6
INTERPOLATION, NONLINEAR SMOOTHING, FILTERING, AND PREDICTION
The topics of smoothing and filtering, commonly referred to as “data assimilation” in the oceanographic and meteorological literature, have attracted a great deal of attention of late. This emphasis on the combination of statistical with dynamical methods, relatively new to oceanography, arises as a natural consequence of the increasing sophistication of models, the rapid increase in available computing power, and the availability of new extensive data sets.
The most extensive of these newly available and soon to be available data sets are remotely sensed from space. Active and passive instruments operating in the microwave, infrared, and visible portions of the electromagnetic spectrum provide spatial and temporal coverage of the ocean unavailable from any other source, but present new challenges in interpretation.

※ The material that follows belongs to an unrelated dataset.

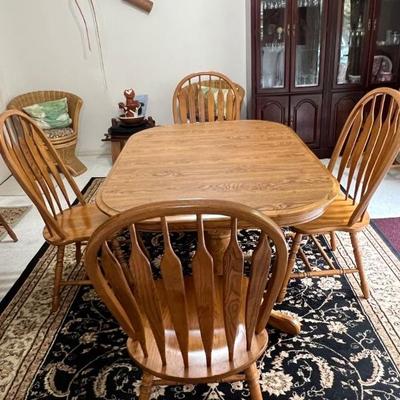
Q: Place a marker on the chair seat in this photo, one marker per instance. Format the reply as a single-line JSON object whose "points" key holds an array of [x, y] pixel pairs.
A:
{"points": [[58, 133], [335, 218], [78, 223], [198, 372]]}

In particular, problems of filling in temporal and spatial gaps in the data, interpolating satellite data sets to model grids, and selecting a limited number of points from very large data sets in order to formulate tractable computational problems must be considered.
INTERPOLATION OF SATELLITE DATA SETS
Characteristics of Satellite Data
Different satellite instruments pose different problems, depending on spatial and temporal coverage, effects of clouds and rain cells, and viewing geometries. Characteristically, satellite data are sampled very rapidly (on the order of seconds or minutes). Data are acquired as areal averages along the satellite ground track, as in the case of the altimeter, which samples a region 10 km wide, or as areal averages of patches 5 to 50 km in diameter in swaths 1000 km wide in the crosstrack direction, as in the case of the scatterometer or AVHRR. Spatially overlapping samples are taken on the order of 10 days later in the case of line samples, or on the order of 1 day later in the case of swaths.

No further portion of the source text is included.